Incremental steps towards uselessness

Last night, I attended the Mountain View Linchpin Meetup, inspired by Seth Godin’s blog post (speaking of which, I need to review Godin’s book Linchpin at some point). Spending an evening with a group of people following their passion inspired me to take a swing at restarting this blog yet again.

Today’s topic – the danger of the slippery slope, as represented by me having given up on following Facebook, or my RSS feeds, or Twitter, mostly.

Why?

Because there’s too much to follow in each of them. It takes too much time each day to stay “up-to-date”. And once I fall behind, it’s hopeless to catch up, and I have trouble letting the bits go, so I just give up entirely.

How did I get here?

By being tempted by the deceptive value of “just one more”. On Twitter, when I met or heard about somebody, I would look at their Twitter feed and if they looked marginally interesting, I’d start following them. And that was my mistake. I was comparing the value of following their Twitter feed to nothing – so long as I liked even a couple entries in the feed, I added it. But that doesn’t properly value my time – the time it takes to read those extra Tweets adds up. And because I have not been ruthlessly curating the people I follow, I’m not excited to skim through all the dross to find the gems that can appear in my Twitter stream.
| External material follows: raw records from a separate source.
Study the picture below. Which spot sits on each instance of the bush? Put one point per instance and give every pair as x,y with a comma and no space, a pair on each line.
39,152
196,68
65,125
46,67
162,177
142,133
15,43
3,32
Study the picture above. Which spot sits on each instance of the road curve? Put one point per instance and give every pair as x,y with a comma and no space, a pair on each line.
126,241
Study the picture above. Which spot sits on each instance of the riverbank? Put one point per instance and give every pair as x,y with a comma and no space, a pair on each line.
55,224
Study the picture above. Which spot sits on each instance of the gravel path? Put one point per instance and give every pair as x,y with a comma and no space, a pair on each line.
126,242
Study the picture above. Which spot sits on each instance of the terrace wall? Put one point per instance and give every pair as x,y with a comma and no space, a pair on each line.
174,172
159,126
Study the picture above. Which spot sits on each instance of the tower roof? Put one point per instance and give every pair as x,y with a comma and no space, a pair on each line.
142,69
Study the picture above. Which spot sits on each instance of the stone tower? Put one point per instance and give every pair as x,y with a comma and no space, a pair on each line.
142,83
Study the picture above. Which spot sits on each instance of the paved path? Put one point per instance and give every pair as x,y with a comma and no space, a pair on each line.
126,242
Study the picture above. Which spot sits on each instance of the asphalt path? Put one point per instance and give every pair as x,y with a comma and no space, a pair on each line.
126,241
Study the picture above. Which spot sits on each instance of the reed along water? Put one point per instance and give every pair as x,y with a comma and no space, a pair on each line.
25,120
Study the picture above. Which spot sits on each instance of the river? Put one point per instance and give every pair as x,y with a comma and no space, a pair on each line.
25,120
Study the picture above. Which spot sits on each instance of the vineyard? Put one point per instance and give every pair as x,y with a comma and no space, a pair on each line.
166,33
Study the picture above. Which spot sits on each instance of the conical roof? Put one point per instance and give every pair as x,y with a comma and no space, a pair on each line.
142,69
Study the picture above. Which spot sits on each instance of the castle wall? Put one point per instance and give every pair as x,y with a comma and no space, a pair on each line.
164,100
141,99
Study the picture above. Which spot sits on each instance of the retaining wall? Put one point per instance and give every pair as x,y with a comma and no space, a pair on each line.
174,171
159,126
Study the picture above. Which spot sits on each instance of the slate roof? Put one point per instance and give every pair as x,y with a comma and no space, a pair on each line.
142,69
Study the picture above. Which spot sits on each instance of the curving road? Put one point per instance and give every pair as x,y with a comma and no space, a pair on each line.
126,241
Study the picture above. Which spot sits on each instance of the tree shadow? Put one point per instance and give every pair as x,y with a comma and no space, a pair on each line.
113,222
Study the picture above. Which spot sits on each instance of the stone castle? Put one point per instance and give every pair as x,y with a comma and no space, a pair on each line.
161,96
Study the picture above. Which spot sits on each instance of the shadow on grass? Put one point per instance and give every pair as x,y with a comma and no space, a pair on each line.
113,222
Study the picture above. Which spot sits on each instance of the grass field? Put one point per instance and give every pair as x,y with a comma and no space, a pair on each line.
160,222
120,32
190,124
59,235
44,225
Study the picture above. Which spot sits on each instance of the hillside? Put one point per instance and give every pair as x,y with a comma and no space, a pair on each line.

In other words, a number of thoughtless incremental decisions have led me to a situation where the entire system has become useless.

The same was true of my RSS feeds – once it got to the point where it felt like a burden to keep up because I’d added too many low-marginal-value feeds, then I stopped checking, even though there are still several truly amazing people whose work I want to track.

I’ve noticed the same trend for me at work over the years. I’ll agree to take on a “quick” task, 10-30 minutes, because how can I turn down being helpful if it will take me less than a half hour? And yet, those “quick” tasks, in aggregate, add up to a significant burden.

What does this mean?

For me, it means I need to re-examine the choices I make. I need to realize that adding even a seemingly trivial task or input to my life can, over time, add up to quite a drag. I need to learn that unless my answer is “Hell, yeah!”, my answer should be no. I need to be stop wasting my limited energy on small things, and focus on what’s important.

Of course, that means deciding what’s important for myself, which is a whole separate problem, but let’s start by clearing out the unimportant stuff out first.

Thanks again to all the great people I met last night, and let’s see if I can stop making excuses and start writing blog posts again.